Artista del hambre, hijo del pueblo y penúltimo representante del viaje a ninguna parte. Chiquito de la Calzada se coló en el corazón de una sociedad acostumbrada a lo agreste por la vía sentimental y blanca. Un hombre inofensivo, ya casi vencido por la vida al que quisimos sentar a nuestra mesa. El pobre de 'Plácido' que además nos traía la risa y desde una intuición iletrada le hacía cosquillas a nuestra presunta inteligencia. Producto malagueño donde los haya. Largueza, ingenio y creatividad. Todo eso añadido a la ciencia de la calle, el polvo de los caminos y la comida escasa de las malas pensiones y las peores compañías. Un compendio de todo lo que un buen padre quiere mantener lejos del alcance de sus hijos y que, al modo de los antiguos bufones, sólo sirve para hacer un paréntesis en la vida laboriosa. Un desvío.

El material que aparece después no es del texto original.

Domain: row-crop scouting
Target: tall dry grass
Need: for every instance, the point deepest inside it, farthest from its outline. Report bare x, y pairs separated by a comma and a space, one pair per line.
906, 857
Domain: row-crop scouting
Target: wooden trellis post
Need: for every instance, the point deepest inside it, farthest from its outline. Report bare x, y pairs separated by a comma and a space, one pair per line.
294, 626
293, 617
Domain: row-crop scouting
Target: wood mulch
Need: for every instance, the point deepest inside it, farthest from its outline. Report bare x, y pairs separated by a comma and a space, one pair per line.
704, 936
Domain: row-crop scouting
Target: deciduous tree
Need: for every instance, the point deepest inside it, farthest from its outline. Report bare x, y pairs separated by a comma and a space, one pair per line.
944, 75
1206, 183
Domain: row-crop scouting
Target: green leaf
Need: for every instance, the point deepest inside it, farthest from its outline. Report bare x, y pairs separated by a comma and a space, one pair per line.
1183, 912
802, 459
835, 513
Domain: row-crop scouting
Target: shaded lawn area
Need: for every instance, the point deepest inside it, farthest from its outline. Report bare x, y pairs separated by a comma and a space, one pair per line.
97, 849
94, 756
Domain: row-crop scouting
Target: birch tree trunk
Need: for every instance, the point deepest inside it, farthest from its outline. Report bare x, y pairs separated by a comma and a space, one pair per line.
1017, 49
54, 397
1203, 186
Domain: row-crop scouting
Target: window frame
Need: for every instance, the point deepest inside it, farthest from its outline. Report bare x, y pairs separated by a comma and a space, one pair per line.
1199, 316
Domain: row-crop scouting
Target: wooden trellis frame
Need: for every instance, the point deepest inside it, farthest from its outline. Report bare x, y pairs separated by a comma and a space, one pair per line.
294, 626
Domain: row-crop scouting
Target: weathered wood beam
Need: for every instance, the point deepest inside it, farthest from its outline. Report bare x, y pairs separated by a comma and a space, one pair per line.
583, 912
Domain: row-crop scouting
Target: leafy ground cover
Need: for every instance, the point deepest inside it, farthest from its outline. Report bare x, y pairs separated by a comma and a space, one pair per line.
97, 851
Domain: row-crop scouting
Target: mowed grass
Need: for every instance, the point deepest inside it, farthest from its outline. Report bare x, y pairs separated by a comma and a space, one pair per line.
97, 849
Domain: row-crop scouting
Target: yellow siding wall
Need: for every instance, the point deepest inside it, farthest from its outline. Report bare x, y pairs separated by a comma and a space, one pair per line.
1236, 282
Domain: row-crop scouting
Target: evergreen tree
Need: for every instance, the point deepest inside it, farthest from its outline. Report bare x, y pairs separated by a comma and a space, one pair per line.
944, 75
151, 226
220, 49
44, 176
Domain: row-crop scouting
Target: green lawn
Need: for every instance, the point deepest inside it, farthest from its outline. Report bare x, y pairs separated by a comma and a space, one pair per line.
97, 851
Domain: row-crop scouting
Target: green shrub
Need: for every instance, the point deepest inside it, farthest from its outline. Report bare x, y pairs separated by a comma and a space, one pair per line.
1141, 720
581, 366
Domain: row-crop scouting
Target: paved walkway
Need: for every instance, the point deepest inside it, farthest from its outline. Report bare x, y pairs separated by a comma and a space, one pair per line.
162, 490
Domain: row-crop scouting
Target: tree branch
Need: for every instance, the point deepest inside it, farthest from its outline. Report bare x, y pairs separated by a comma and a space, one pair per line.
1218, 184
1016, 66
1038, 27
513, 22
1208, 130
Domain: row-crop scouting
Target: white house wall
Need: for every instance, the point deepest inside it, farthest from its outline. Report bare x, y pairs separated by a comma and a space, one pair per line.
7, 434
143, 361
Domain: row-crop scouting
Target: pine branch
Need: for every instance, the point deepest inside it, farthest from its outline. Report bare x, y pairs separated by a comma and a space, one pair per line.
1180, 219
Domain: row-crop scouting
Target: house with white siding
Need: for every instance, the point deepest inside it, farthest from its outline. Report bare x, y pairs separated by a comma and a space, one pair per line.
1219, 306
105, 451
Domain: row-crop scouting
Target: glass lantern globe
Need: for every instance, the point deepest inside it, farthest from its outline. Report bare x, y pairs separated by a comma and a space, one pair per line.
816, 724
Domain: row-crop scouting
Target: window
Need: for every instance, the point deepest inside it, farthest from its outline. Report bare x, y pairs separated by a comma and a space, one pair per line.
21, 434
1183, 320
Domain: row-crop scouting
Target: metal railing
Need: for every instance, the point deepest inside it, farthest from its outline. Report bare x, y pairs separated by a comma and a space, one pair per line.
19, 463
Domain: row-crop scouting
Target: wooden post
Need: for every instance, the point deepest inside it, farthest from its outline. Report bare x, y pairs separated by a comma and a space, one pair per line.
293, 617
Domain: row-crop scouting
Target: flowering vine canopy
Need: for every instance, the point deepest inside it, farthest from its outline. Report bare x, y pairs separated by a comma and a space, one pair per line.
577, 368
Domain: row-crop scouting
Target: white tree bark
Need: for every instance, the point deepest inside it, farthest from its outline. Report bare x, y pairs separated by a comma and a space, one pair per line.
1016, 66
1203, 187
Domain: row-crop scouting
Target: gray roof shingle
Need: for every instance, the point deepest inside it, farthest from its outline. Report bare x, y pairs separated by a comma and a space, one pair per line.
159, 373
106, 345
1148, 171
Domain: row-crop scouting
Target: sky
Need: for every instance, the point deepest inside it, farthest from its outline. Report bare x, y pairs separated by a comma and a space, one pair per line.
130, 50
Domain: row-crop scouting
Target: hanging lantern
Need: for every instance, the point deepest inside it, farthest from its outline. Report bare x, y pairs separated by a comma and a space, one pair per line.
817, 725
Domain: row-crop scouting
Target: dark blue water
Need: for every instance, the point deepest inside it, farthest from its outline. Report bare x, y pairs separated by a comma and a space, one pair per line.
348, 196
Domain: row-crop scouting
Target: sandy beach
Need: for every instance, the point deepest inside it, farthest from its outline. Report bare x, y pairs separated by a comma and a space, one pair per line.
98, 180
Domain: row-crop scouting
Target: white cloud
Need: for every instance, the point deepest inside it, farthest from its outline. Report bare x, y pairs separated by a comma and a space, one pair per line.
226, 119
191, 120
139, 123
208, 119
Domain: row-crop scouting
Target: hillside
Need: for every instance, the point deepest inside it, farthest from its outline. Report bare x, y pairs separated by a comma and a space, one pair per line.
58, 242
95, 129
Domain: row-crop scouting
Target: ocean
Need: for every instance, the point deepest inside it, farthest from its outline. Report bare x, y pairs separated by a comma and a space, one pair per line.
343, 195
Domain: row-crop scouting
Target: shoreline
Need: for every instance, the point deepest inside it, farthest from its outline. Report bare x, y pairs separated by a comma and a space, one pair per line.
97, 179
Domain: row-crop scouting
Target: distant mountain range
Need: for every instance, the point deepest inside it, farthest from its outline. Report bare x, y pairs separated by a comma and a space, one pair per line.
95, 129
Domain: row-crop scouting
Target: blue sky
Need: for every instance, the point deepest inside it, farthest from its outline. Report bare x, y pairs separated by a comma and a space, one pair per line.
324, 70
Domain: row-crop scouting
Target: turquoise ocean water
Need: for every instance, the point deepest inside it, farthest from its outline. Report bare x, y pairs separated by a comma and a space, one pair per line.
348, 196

Hombres de provecho que Chiquito, desde la Calzada de la Trinidad, sólo había alcanzado a ver de lejos. Emprendedores con andaderas, fauna protegida. Trapecistas con red. Una raza desconocida para quien desde la infancia consideró el tablao y el escenario como la cumbre más alta que nadie pudiera alcanzar jamás. Chiquito, como tantos de su estirpe, hizo de su vida entera sueño y paréntesis. Y la vida, por una vez, quiso ser justa y corresponder a su pasión. La risa de Chiquito viene del hambre, de la picaresca y del doblez. Es el surrealismo de quien no conoce la academia del lenguaje y lo inventa, del que crea imágenes insólitas y metáforas que desde el absurdo lanzan una estocada luminosa y disparatada al raciocinio, un chispazo clarividente que rompe el orden adormilado de la lógica. Es lo que hacen los artistas y es el alambre por el que con su paso sincopado siempre se movió el humor de Chiquito.
No era un chistoso al uso ni hizo de la boina y la garrota su gracia. Sus chistes podían ser soberanamente malos, pero eso era lo de menos porque lo que importaba era el cómo, el personaje, el espectáculo de ver a un hombre humilde escapar del naufragio. Frente al personaje cazurro estaba el ladino portuario, el fenicio que cambia arte por pan. Pocos escritores contemporáneos han incrustado en el lenguaje la mitad de palabras y expresiones que Chiquito. O las han desempolvado del remoto baúl familiar. Cambió el amor al flamenco, donde había sido un ignoto cantaor, por la parodia de los humoristas profesionales. Juergas de señoritos, madrugadas de intemperie, viajes estrafalarios sustituidos por una fama repentina y sonora. Allí donde otros habrían empezado a padecer la carcoma del fracaso, Chiquito encontró el grial tan largamente buscado. El invento fue él mismo. El filón no estaba en los lejanos escenarios de Madrid ni en las remotas casas discográficas, sino en el corazón del barrio de la Trinidad. En ese espejo al que cada mañana se asomaba un hombre humilde -y al decir de todos bueno- que se llamaba Gregorio y que ya para siempre fue Chiquito.